The 7-1 decision appears to have set the stage for a future high court showdown over the extent of judicial deference due when a federal agency interprets its own rules.
Wednesday’s opinion ends a legal battle first launched in 2006 by the Northwest Environmental Defense Center.
The environmental group sought to force the Environmental Protection Agency to take action against the logging company, Georgia-Pacific West, for storm-water runoff that carried heavy sediment into two rivers flowing through Oregon’s Tillamook State Forest.
The group said EPA regulations cover the runoff, and that the agency was ignoring its own rules. EPA officials disagreed.
A federal judge dismissed the lawsuit. But a panel of the Ninth US Circuit Court of Appeals reversed, ruling with the environmental group that storm-water runoff fell within the ambit of EPA regulations.
In response to the appeals court decision, the EPA issued amended regulations to clarify that storm-water runoff from logging roads was not a form of industrial pollution and thus did not require a permit.

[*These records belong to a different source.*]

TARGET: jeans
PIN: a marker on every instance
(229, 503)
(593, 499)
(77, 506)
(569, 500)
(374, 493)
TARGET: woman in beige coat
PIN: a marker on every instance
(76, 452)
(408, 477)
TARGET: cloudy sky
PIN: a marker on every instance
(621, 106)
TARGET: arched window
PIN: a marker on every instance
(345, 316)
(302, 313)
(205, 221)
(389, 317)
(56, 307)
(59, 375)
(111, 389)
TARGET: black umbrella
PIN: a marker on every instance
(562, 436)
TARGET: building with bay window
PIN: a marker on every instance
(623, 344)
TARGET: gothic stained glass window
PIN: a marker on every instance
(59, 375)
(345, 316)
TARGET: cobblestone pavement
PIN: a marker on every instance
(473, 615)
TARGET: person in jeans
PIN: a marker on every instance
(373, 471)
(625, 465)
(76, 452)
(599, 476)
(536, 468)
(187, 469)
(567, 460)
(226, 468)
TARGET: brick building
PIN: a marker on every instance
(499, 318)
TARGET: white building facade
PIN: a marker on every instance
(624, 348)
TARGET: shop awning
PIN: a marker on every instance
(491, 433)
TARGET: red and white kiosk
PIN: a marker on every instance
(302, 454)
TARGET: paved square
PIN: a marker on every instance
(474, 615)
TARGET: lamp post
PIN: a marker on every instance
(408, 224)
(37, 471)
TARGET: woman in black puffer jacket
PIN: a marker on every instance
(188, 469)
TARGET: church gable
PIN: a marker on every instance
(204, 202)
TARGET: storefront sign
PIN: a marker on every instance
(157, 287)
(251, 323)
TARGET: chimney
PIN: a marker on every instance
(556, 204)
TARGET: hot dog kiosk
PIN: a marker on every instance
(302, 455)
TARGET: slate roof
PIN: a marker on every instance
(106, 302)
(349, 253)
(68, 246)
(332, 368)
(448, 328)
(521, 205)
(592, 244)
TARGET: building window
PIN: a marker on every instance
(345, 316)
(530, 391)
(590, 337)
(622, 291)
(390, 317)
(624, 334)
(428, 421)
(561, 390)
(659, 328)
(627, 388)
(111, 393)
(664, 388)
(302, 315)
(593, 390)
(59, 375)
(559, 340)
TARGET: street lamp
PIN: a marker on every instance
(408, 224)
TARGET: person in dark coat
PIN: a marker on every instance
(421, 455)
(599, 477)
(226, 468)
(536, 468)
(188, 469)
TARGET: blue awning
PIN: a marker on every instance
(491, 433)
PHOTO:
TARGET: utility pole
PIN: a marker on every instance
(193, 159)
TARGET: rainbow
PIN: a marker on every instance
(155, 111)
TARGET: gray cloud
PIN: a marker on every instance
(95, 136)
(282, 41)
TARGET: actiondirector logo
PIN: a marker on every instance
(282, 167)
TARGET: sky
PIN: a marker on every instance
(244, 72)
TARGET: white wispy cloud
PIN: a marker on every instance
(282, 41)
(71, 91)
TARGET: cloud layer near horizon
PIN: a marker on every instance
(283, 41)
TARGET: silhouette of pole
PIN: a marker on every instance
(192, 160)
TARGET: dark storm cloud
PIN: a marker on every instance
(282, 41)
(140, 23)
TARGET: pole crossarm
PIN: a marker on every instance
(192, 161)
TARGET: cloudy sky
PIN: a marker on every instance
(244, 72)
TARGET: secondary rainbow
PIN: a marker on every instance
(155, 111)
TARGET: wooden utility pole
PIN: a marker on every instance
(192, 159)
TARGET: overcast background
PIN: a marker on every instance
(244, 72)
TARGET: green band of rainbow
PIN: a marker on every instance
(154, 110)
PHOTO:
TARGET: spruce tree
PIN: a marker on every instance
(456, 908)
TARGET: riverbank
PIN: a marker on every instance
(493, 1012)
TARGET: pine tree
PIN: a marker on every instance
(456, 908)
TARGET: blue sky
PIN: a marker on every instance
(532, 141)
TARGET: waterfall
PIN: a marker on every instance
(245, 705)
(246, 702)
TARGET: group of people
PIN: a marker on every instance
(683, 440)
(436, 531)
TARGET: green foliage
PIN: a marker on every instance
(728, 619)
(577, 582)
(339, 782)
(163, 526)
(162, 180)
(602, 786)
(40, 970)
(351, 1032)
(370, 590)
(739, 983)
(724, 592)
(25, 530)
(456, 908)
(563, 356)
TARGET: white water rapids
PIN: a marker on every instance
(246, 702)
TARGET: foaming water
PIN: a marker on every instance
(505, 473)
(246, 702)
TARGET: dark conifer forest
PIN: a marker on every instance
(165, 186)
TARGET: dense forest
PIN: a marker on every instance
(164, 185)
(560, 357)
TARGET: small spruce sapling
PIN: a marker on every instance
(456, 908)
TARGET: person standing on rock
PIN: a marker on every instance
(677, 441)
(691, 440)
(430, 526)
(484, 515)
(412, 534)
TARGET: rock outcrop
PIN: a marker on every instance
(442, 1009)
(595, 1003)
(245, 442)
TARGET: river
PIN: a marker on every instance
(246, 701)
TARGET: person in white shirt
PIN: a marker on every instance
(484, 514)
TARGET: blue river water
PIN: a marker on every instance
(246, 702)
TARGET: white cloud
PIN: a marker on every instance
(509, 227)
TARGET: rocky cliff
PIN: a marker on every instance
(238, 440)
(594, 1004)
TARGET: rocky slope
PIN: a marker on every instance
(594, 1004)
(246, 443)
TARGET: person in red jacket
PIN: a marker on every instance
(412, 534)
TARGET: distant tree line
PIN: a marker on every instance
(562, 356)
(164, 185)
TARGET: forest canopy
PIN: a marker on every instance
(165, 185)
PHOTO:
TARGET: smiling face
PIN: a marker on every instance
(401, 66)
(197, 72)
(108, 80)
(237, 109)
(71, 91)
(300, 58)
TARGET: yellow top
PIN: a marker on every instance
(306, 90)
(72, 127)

Writing for the court, Justice Anthony Kennedy said courts generally defer to a federal agency’s interpretation of its own regulation.
“It is well established that an agency’s interpretation need not be the only possible reading of a regulation – or even the best one – to prevail,” Justice Kennedy wrote in the 16-page decision.
“When an agency interprets its own regulation, the Court, as a general rule, defers to it unless that interpretation is plainly erroneous or inconsistent with the regulation,” he said. “The EPA’s interpretation is a permissible one.”
In a 12-page dissent, Justice Antonin Scalia said the court had ignored the clearest and fairest reading of the EPA regulation. Under that reading, logging companies would be required to obtain an EPA permit governing storm-water runoff from logging roads, he said.
Justice Scalia said the court focused on the agency’s intent to avoid regulating storm-water runoff instead of examining the text of underlying statutes and regulations.
That permissive approach by the court, he said, would allow regulatory agencies to float free of limits and bounds contained in the text of its rules.
Scalia said allowing an agency to interpret its own regulations “contravenes one of the great rules of separation of powers: He who writes a law must not adjudge its violation.”
“In the end, this is the real meat of the matter,” he said. “EPA states that it simply did not mean to require permits for the discharges at issue here. And the Court is willing to credit that intent, even given what I think has been amply demonstrated to be a contrary text.”
Scalia urged the high court to reevaluate its approach to granting deference to an agency’s own interpretation of a regulation. “It is time for us to presume (to coin a phrase) that an agency says in a rule what it means, and means in a rule what it says there.”
Writing separately, Chief Justice John Roberts and Justice Samuel Alito noted that Scalia had raised “serious questions” about legal precedents calling for judicial deference to regulatory agencies.
“It may be appropriate to reconsider that principle in an appropriate case,” the chief justice wrote. “But this is not that case.”
He added that the issue goes to the heart of administrative law and arises on a regular basis. “The bar is now aware that there is some interest in reconsidering those cases, and has available to it a concise statement of the arguments on one side of the issue,” Roberts said.
Justice Stephen Breyer did not participate in the case because his brother, a federal judge, was involved in deciding an earlier stage of the litigation.
The case is Decker v. Northwest Environmental Defense Center (11-338 and 11-347).